Presenting artworks in a wide variety of media—including painting, film and video, sculpture, drawing, sound and performance—the exhibition addresses the effect of the digital on our lived experience. The engagement, innovation and complexity of the works selected for MIRRORCITY also reflects the shifting, complex and multi-faceted nature of London itself. For the artists in this exhibition London is a place where they can question and negotiate the space into which art is supposed to fit, as well as push at its boundaries. MIRRORCITY presents work that uses the structures of the city as a platform for cultural practices, aesthetics and forms that instigate social change, give insights into mechanisms of power and formulate possible languages of resistance.
Accompanying the exhibition is a weekend of artist-led events that transform the gallery and its surrounding areas into a collaborative forum for debate and discussion. Over four days in November (Thursday 13 to Sunday 16) the gallery hosts workshops, talks, live music and screenings that provide unprecedented access to the artists and themes of MIRRORCITY.
Artists in the exhibition are Mohammed Qasim Ashfaq, Michael Dean, Tim Etchells, Anne Hardy, Susan Hiller, LuckyPDF, Lloyd Corporation, Helen Marten, Ursula Mayer, Emma McNally, Karen Mirza and Brad Butler, Katrina Palmer, Pil and Galia Kollectiv, Laure Prouvost, Aura Satz, Hannah Sawtell, Lindsay Seers, Tai Shani, Daniel Sinsel, John Stezaker, Volumes Project, Lynette Yiadom-Boakye and James Bridle.
MIRRORCITY is curated by Stephanie Rosenthal, Chief Curator, Hayward Gallery.
For more information on MIRRORCITY and all accompanying events, see mirrorcity.southbankcentre.co.uk.
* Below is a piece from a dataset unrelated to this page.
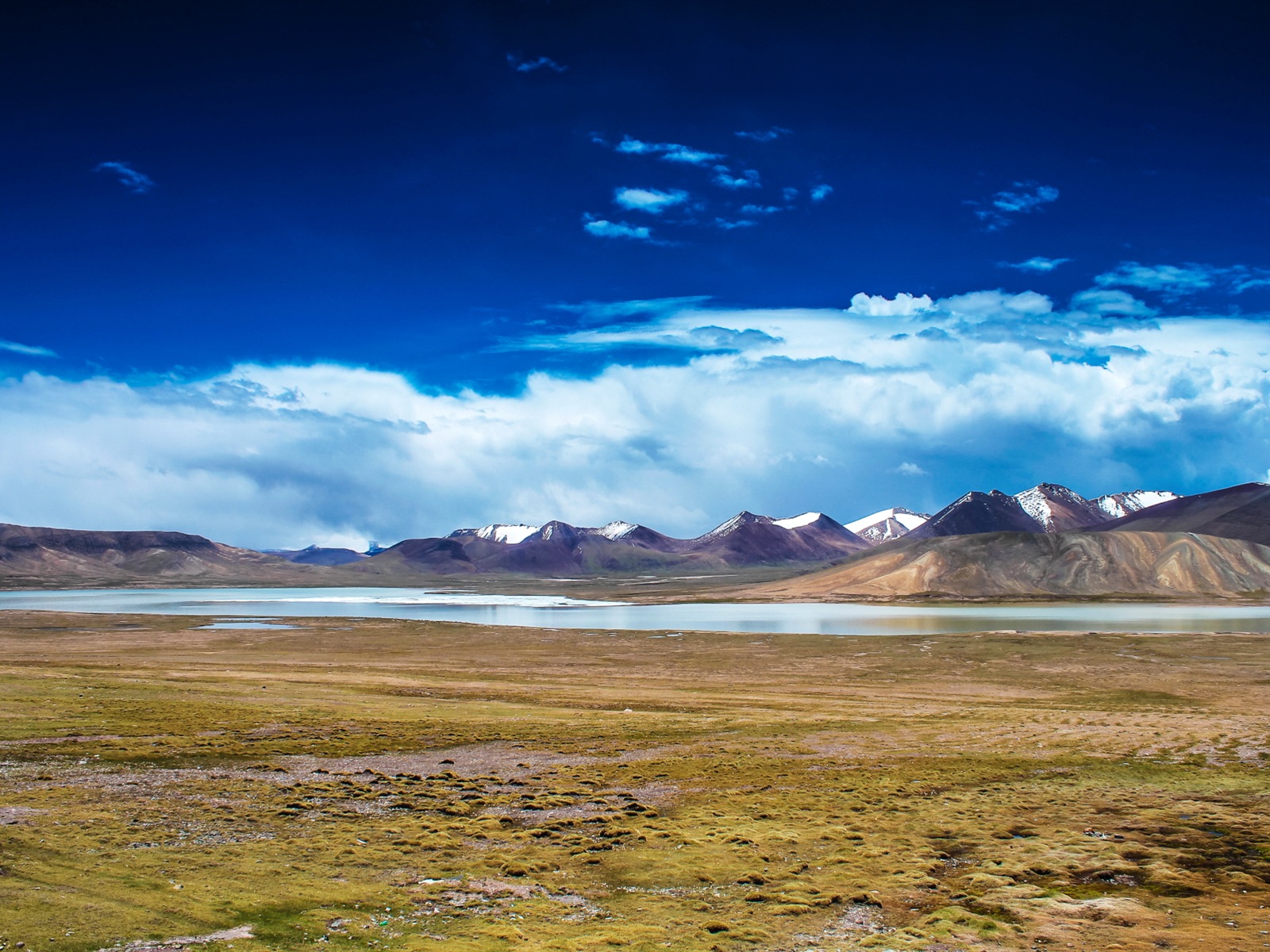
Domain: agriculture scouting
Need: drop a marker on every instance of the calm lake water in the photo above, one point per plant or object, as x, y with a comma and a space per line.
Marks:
257, 606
Publication: MIRRORCITY is accompanied by a “newspaper” publication edited by Tom McCarthy—a collaborative project featuring newly commissioned texts and images from artists included in the show and writers Chloe Aridjis, Stewart Home and Deborah Levy. It is accompanied by a “supplement” featuring images from the exhibition and an introductory text by curator Stephanie Rosenthal.